There is one school of thought that says the Biden administration is muddling through. It has no grand plan. It lacks the will or the means to discipline or direct either the Ukrainians or the Israelis. As a result, it is mainly focused on avoiding a third world war.
If so, that is a sad testament to the decline of American hegemonic ambition. No wonder there are calls in the US for Washington to develop an “independent” foreign policy – independent, that is, of Ukraine and Israel.
But what if that interpretation is too benign? What if it underestimates the intentionality on Washington’s part? What if key figures in the administration actually see this as a history-defining moment and an opportunity to reshape the balance of world power? What if what we are witnessing is the pivoting of the US to a deliberate and comprehensive revisionism by way of a strategy of tension?
Revisionist powers are those that want to overturn the existing state of things. In an extended sense, this can also mean a desire to alter the flow of events; for instance, to redirect or halt the process of globalisation.
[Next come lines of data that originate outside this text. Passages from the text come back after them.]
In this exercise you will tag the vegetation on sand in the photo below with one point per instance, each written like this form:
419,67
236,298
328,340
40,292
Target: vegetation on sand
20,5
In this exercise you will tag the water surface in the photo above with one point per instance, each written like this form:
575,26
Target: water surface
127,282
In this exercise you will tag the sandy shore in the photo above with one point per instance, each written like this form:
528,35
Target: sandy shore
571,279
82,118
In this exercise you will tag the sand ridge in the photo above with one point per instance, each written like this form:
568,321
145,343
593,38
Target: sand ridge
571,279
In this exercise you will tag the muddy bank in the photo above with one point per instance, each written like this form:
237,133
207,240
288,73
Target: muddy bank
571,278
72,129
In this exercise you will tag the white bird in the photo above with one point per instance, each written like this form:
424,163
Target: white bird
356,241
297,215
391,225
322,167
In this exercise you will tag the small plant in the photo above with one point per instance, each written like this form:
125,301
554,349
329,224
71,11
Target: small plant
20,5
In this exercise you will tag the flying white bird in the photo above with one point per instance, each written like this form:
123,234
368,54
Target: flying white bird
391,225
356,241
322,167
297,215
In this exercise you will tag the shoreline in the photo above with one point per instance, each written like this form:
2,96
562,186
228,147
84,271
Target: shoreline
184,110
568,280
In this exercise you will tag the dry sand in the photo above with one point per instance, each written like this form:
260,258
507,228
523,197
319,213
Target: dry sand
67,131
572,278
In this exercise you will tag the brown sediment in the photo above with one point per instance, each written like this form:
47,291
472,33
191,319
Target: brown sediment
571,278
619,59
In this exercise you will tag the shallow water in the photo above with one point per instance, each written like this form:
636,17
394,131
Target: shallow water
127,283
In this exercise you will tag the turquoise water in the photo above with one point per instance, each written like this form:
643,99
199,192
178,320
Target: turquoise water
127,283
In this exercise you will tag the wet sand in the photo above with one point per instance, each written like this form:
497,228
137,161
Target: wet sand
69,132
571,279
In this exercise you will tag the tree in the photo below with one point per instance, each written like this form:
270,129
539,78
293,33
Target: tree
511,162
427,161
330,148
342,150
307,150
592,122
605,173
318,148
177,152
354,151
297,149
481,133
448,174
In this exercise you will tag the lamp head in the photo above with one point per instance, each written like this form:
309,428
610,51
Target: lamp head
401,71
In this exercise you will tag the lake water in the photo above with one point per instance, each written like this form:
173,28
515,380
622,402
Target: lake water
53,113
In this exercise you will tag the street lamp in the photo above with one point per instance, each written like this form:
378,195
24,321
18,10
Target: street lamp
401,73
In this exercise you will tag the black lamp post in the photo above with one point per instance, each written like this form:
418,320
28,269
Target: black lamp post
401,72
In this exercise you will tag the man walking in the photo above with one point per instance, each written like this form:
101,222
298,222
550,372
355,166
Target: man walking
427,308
Revisionism is often associated with resentment or nostalgia for an earlier, better age.
What makes us shrink from this interpretation of Joe Biden’s foreign policy is the sheer aggression of Russia since February 2022 and Hamas on 7 October. The US-led west is generally seen as reactive, not proactive. But focus not on the process but on the outcomes of US policy, and a different interpretation seems plausible.
Under Donald Trump, after all, the demand to make America great again was quite literally revisionist. He had no interest in the existing rules of the game. He tossed trade treaties out the window. He slapped tariffs on China. “America first” was the mantra.
By comparison with Trump, the Biden team boast of their commitment to a rules-based order. But when it came to the world economy and the rise of China, Biden has been every bit as aggressive as, perhaps more so than, his predecessor.
Under Biden, Washington has been committed to reversing years of decline apparently brought on by excessive favour shown to China. The US has tried to stop China’s development in tech. To do so, it has strong-armed allies such as the Dutch and the South Koreans. When the World Trade Organization dared to protest against US steel tariffs, the White House reaction was contemptuous. Bidenomics is Maga for thinking people.
In what is now called the Indo-Pacific, the US is not merely defending the status quo. The very definition of the strategic arena is new. In the Quad (Quadrilateral Security Dialogue), Washington is putting in place a new latticework of alliances that ties India, Japan and Australia to the US. If nothing else had happened in the past two years, the judgment would be clear. The geo-economic policy of the US towards China under Biden is a continuation of the revisionism first seen under Trump.